Second, future studies should consider explicitly testing the hypothesis that recovery depends on baseline scores (Oldham, 1962; Hayes, 1988; Tu et al., 2005; Tu and Gilthorpe, 2007; Chiolero et al., 2013). These tests sensibly acknowledge that the null hypothesis is rarely r(X,Δ) ≈ 0 in these analyses. However, they do not address the proper measurement and interpretation of effect sizes, which is our primary concern here; somewhat paradoxically, this means that they may be less useful in larger samples than in smaller samples (Friston, 2012; Lorca-Puls et al., 2018).

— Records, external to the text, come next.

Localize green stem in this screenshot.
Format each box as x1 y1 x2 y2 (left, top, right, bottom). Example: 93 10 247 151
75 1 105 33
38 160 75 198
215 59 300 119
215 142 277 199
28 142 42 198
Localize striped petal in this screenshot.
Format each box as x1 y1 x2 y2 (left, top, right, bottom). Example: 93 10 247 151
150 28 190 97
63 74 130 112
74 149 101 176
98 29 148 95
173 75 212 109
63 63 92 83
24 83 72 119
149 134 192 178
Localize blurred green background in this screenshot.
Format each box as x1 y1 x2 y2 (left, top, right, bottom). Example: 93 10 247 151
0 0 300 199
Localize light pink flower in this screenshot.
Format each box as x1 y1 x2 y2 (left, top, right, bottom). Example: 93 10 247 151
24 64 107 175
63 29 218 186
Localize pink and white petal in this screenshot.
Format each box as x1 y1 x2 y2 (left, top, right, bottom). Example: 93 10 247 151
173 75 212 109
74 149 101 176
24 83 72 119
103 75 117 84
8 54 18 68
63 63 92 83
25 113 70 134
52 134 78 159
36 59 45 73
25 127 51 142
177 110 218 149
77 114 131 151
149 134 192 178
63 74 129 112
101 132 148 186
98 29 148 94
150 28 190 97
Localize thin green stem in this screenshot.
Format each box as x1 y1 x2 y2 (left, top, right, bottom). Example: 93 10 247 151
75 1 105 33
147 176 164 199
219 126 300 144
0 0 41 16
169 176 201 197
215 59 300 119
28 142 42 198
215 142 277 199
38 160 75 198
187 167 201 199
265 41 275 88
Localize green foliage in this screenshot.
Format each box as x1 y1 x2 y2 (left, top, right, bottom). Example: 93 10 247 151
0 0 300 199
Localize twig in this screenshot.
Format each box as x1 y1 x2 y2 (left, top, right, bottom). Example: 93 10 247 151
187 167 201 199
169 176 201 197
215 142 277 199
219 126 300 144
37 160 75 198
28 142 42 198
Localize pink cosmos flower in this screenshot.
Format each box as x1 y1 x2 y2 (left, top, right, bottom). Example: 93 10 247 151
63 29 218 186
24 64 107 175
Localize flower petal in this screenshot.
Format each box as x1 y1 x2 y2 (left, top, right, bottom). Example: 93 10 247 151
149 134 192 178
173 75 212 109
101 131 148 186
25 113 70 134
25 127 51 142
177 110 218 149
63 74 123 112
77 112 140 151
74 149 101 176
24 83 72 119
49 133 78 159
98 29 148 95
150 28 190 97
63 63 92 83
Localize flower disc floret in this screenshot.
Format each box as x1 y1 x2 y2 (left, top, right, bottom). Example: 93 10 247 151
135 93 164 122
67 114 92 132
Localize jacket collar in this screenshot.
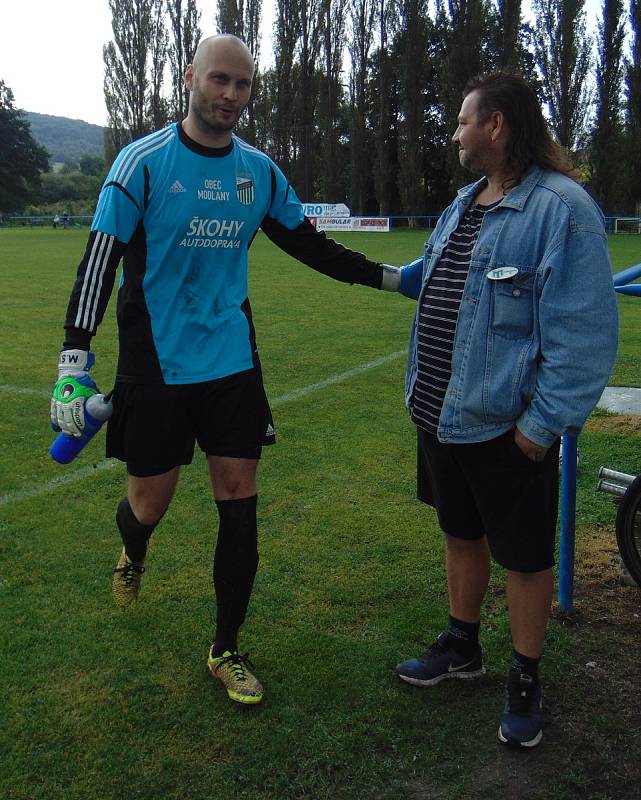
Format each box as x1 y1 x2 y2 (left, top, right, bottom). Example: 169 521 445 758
458 165 543 211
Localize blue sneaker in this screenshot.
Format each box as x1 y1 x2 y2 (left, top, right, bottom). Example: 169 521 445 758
499 673 543 747
396 633 485 686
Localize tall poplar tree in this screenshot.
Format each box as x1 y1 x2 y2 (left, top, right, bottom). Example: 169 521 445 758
167 0 202 121
348 0 376 215
216 0 262 145
296 0 323 197
371 0 398 217
318 0 347 202
0 80 49 213
395 0 428 215
590 0 625 213
436 0 496 191
625 0 641 216
270 0 300 177
534 0 591 150
103 0 165 152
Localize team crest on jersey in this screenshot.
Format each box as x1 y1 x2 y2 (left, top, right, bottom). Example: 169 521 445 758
236 175 254 206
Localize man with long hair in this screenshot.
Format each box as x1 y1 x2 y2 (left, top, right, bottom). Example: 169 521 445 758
396 73 617 747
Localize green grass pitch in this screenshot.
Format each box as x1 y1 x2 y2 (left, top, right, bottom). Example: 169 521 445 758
0 229 641 800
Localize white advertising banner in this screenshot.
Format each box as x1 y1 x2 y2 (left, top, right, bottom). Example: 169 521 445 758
352 217 389 233
312 217 390 233
303 203 351 217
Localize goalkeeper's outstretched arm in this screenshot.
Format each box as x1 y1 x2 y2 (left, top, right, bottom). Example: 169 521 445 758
261 216 400 292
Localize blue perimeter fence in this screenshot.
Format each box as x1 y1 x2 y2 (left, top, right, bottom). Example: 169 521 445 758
0 214 641 234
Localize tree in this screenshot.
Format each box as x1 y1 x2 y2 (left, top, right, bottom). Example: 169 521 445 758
167 0 201 121
270 0 300 176
297 0 323 201
534 0 591 150
318 0 346 202
103 0 166 151
348 0 376 215
145 0 169 131
0 80 49 212
435 0 495 191
395 0 428 215
590 0 625 212
79 156 105 175
625 0 641 216
371 0 398 216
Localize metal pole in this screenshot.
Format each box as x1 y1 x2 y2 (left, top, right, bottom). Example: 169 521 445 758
559 433 577 613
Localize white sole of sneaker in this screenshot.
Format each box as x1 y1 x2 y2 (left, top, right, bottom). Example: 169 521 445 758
499 725 543 747
396 667 485 686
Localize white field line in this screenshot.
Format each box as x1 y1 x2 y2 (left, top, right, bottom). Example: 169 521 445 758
0 350 407 506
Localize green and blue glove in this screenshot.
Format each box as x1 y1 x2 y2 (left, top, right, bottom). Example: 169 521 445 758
50 350 98 437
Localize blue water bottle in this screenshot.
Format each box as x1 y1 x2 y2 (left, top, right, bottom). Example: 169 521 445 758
49 393 113 464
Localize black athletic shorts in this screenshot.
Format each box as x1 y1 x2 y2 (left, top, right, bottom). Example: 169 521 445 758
417 427 559 572
107 368 275 478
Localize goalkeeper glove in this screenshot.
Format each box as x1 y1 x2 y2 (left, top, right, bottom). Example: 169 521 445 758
50 350 98 437
381 264 401 292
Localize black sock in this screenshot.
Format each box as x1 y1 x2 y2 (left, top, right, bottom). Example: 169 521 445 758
212 495 258 656
116 497 160 561
446 614 481 656
508 649 541 683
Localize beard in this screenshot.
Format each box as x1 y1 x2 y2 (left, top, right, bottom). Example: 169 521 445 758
191 91 242 134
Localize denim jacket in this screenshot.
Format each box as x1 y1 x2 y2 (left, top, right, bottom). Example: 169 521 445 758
401 167 618 447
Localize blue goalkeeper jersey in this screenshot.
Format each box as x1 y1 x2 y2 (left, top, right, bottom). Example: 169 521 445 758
64 124 381 384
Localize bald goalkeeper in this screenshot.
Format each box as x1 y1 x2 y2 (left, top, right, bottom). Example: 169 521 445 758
52 35 398 703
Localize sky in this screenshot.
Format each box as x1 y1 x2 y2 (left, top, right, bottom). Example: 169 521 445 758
0 0 601 125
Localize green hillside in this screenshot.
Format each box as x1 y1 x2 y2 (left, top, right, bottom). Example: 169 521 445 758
25 111 104 164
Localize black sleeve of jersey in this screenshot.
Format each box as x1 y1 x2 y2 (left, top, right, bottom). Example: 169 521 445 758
261 216 383 289
62 231 126 350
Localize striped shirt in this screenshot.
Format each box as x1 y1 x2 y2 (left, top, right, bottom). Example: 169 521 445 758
410 203 497 434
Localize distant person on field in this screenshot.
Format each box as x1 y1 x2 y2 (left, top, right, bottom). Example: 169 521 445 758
52 35 399 703
396 74 617 747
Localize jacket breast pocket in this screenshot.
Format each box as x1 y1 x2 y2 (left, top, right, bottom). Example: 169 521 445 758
492 273 534 339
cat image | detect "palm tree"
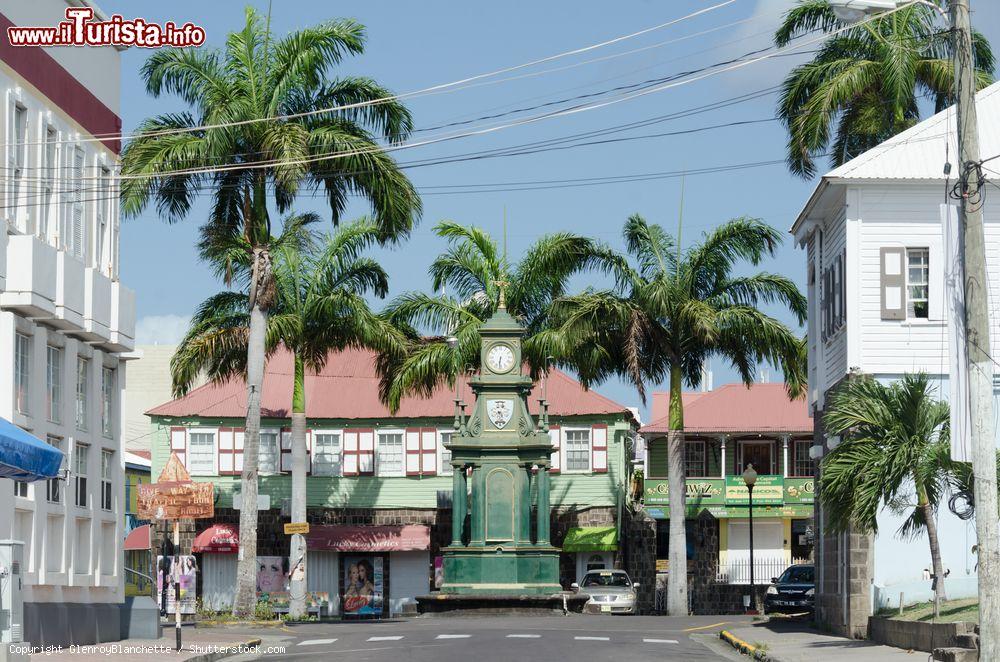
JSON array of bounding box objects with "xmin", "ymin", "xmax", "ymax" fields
[
  {"xmin": 379, "ymin": 221, "xmax": 612, "ymax": 410},
  {"xmin": 540, "ymin": 215, "xmax": 806, "ymax": 615},
  {"xmin": 820, "ymin": 374, "xmax": 956, "ymax": 600},
  {"xmin": 774, "ymin": 0, "xmax": 994, "ymax": 178},
  {"xmin": 122, "ymin": 7, "xmax": 420, "ymax": 617},
  {"xmin": 170, "ymin": 214, "xmax": 403, "ymax": 618}
]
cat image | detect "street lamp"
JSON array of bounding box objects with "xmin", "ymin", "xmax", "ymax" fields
[{"xmin": 743, "ymin": 464, "xmax": 757, "ymax": 613}]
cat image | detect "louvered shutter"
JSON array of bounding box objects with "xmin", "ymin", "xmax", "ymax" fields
[
  {"xmin": 549, "ymin": 425, "xmax": 562, "ymax": 473},
  {"xmin": 879, "ymin": 246, "xmax": 906, "ymax": 320},
  {"xmin": 590, "ymin": 424, "xmax": 608, "ymax": 474},
  {"xmin": 170, "ymin": 427, "xmax": 187, "ymax": 467}
]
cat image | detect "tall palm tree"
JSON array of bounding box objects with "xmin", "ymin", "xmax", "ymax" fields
[
  {"xmin": 122, "ymin": 7, "xmax": 420, "ymax": 617},
  {"xmin": 820, "ymin": 374, "xmax": 957, "ymax": 600},
  {"xmin": 774, "ymin": 0, "xmax": 994, "ymax": 178},
  {"xmin": 379, "ymin": 221, "xmax": 612, "ymax": 409},
  {"xmin": 170, "ymin": 214, "xmax": 403, "ymax": 618},
  {"xmin": 539, "ymin": 215, "xmax": 806, "ymax": 615}
]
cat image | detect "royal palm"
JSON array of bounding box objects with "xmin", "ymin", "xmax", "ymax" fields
[{"xmin": 122, "ymin": 8, "xmax": 420, "ymax": 617}]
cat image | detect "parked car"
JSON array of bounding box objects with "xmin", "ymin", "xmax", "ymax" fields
[
  {"xmin": 764, "ymin": 565, "xmax": 816, "ymax": 614},
  {"xmin": 572, "ymin": 570, "xmax": 639, "ymax": 614}
]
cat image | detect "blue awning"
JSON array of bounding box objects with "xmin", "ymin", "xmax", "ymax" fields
[{"xmin": 0, "ymin": 418, "xmax": 62, "ymax": 482}]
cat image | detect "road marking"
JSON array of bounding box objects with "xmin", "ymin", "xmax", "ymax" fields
[{"xmin": 681, "ymin": 621, "xmax": 729, "ymax": 632}]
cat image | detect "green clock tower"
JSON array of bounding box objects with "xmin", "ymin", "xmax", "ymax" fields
[{"xmin": 441, "ymin": 292, "xmax": 561, "ymax": 597}]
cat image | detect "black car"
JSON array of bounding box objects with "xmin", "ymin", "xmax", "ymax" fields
[{"xmin": 764, "ymin": 565, "xmax": 816, "ymax": 614}]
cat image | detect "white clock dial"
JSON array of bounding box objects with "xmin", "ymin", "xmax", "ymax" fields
[{"xmin": 486, "ymin": 345, "xmax": 514, "ymax": 372}]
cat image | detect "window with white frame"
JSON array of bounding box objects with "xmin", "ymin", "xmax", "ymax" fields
[
  {"xmin": 257, "ymin": 431, "xmax": 281, "ymax": 476},
  {"xmin": 438, "ymin": 430, "xmax": 455, "ymax": 476},
  {"xmin": 312, "ymin": 431, "xmax": 342, "ymax": 476},
  {"xmin": 45, "ymin": 434, "xmax": 66, "ymax": 503},
  {"xmin": 76, "ymin": 356, "xmax": 90, "ymax": 430},
  {"xmin": 187, "ymin": 430, "xmax": 218, "ymax": 476},
  {"xmin": 14, "ymin": 333, "xmax": 31, "ymax": 414},
  {"xmin": 563, "ymin": 428, "xmax": 591, "ymax": 472},
  {"xmin": 73, "ymin": 442, "xmax": 90, "ymax": 508},
  {"xmin": 45, "ymin": 345, "xmax": 62, "ymax": 423},
  {"xmin": 684, "ymin": 439, "xmax": 708, "ymax": 478},
  {"xmin": 101, "ymin": 448, "xmax": 115, "ymax": 510},
  {"xmin": 906, "ymin": 248, "xmax": 930, "ymax": 319},
  {"xmin": 375, "ymin": 431, "xmax": 406, "ymax": 476},
  {"xmin": 101, "ymin": 368, "xmax": 115, "ymax": 437}
]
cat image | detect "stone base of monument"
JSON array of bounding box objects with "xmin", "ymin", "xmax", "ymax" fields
[{"xmin": 417, "ymin": 591, "xmax": 590, "ymax": 616}]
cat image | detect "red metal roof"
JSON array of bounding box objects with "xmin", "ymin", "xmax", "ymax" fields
[
  {"xmin": 146, "ymin": 350, "xmax": 632, "ymax": 419},
  {"xmin": 640, "ymin": 384, "xmax": 813, "ymax": 433}
]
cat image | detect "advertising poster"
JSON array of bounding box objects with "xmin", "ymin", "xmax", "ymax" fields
[
  {"xmin": 342, "ymin": 555, "xmax": 385, "ymax": 616},
  {"xmin": 156, "ymin": 556, "xmax": 198, "ymax": 614}
]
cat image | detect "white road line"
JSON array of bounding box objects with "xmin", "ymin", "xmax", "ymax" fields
[{"xmin": 299, "ymin": 639, "xmax": 337, "ymax": 646}]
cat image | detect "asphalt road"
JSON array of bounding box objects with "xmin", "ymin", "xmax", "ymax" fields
[{"xmin": 221, "ymin": 615, "xmax": 748, "ymax": 662}]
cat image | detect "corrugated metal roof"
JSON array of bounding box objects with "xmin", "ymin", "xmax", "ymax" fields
[
  {"xmin": 824, "ymin": 82, "xmax": 1000, "ymax": 180},
  {"xmin": 640, "ymin": 384, "xmax": 813, "ymax": 433},
  {"xmin": 146, "ymin": 350, "xmax": 632, "ymax": 419}
]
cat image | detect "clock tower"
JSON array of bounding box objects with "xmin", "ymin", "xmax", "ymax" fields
[{"xmin": 441, "ymin": 296, "xmax": 561, "ymax": 596}]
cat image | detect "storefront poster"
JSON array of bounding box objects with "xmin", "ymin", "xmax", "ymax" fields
[
  {"xmin": 156, "ymin": 556, "xmax": 198, "ymax": 614},
  {"xmin": 342, "ymin": 555, "xmax": 385, "ymax": 616}
]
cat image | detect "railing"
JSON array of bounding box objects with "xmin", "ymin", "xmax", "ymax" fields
[{"xmin": 715, "ymin": 556, "xmax": 809, "ymax": 584}]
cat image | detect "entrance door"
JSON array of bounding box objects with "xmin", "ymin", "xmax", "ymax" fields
[{"xmin": 739, "ymin": 441, "xmax": 773, "ymax": 474}]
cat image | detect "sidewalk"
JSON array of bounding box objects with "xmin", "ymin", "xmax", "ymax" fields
[
  {"xmin": 22, "ymin": 628, "xmax": 261, "ymax": 662},
  {"xmin": 726, "ymin": 621, "xmax": 927, "ymax": 662}
]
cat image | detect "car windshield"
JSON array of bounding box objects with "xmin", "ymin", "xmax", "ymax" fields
[
  {"xmin": 778, "ymin": 565, "xmax": 813, "ymax": 584},
  {"xmin": 581, "ymin": 572, "xmax": 629, "ymax": 588}
]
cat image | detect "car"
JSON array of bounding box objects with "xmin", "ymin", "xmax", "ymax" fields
[
  {"xmin": 764, "ymin": 564, "xmax": 816, "ymax": 614},
  {"xmin": 572, "ymin": 570, "xmax": 639, "ymax": 614}
]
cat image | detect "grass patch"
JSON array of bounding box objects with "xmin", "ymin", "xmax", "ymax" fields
[{"xmin": 879, "ymin": 598, "xmax": 979, "ymax": 623}]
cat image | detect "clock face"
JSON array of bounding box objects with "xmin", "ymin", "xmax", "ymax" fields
[{"xmin": 486, "ymin": 345, "xmax": 514, "ymax": 372}]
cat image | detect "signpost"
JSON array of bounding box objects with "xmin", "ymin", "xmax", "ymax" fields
[{"xmin": 136, "ymin": 453, "xmax": 215, "ymax": 650}]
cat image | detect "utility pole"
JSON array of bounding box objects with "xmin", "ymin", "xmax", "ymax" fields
[{"xmin": 951, "ymin": 0, "xmax": 1000, "ymax": 660}]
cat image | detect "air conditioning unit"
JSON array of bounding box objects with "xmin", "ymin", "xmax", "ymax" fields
[{"xmin": 0, "ymin": 540, "xmax": 24, "ymax": 644}]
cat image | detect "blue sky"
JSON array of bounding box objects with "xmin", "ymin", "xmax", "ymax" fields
[{"xmin": 101, "ymin": 0, "xmax": 1000, "ymax": 420}]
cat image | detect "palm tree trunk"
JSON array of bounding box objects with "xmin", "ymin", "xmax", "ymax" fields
[
  {"xmin": 667, "ymin": 365, "xmax": 688, "ymax": 616},
  {"xmin": 288, "ymin": 354, "xmax": 307, "ymax": 619},
  {"xmin": 917, "ymin": 493, "xmax": 947, "ymax": 603},
  {"xmin": 233, "ymin": 298, "xmax": 267, "ymax": 619}
]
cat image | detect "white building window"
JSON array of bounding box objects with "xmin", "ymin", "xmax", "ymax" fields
[
  {"xmin": 313, "ymin": 432, "xmax": 342, "ymax": 476},
  {"xmin": 257, "ymin": 432, "xmax": 281, "ymax": 476},
  {"xmin": 14, "ymin": 333, "xmax": 31, "ymax": 414},
  {"xmin": 563, "ymin": 428, "xmax": 591, "ymax": 472},
  {"xmin": 76, "ymin": 356, "xmax": 90, "ymax": 430},
  {"xmin": 73, "ymin": 443, "xmax": 90, "ymax": 508},
  {"xmin": 45, "ymin": 345, "xmax": 62, "ymax": 423},
  {"xmin": 375, "ymin": 432, "xmax": 406, "ymax": 476},
  {"xmin": 101, "ymin": 368, "xmax": 115, "ymax": 437},
  {"xmin": 906, "ymin": 248, "xmax": 930, "ymax": 319},
  {"xmin": 187, "ymin": 430, "xmax": 218, "ymax": 476},
  {"xmin": 101, "ymin": 448, "xmax": 115, "ymax": 510}
]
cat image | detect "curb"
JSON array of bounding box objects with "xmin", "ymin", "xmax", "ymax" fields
[
  {"xmin": 184, "ymin": 637, "xmax": 261, "ymax": 662},
  {"xmin": 719, "ymin": 630, "xmax": 777, "ymax": 662}
]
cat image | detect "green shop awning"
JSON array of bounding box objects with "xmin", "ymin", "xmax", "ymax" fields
[{"xmin": 562, "ymin": 526, "xmax": 618, "ymax": 552}]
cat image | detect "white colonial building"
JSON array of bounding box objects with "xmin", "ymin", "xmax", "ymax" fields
[
  {"xmin": 792, "ymin": 84, "xmax": 1000, "ymax": 635},
  {"xmin": 0, "ymin": 0, "xmax": 135, "ymax": 645}
]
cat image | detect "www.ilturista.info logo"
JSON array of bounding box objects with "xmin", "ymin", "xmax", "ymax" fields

Those hypothesis tests will also all be confounded by ceiling effects. We recommend that future studies should measure the impact of such effects, perhaps by reporting the shapes of the distributions of X and Y (greater asymmetry implying more prominent ceiling effects). Future studies should also attempt to minimize ceiling effects. One approach might be to remove patients whose outcomes are at ceiling: though certainly inefficient, this does at least remove the spurious r(X,Δ) in our simulations of constant recovery (see above). However, it may be difficult to determine which patients to remove in practice; the Fugl-Meyer scale, for example, imposes item-level ceiling effects, which could distort σY/σX well below the maximum score. A better, though also more complex alternative, may be to use assessment tools expressly designed to minimize ceiling effects, or to add such tools to those currently in use.
More generally, we may need to replace correlations with alternative methods, which can provide less ambiguous evidence for the proportional recovery rule. One principled alternative might use Bayesian model comparison to adjudicate between different forward or generative models of the data at hand: i.e. using the empirical data to quantify evidence for or against competing hypotheses about the nature of recovery, which may or may not be conserved across patients. We hope that this paper will encourage work to develop such methods, delivering better evidence for (or against) the proportional recovery rule.
Funding
This study was supported by the Medical Research Council (MR/M023672/1), Wellcome (091593/Z/10/Z and 205103/Z/16/Z), and the Stroke Association (TSA PDF 2017/02; TSA 2014/02).
Competing interests
The authors report no competing interests.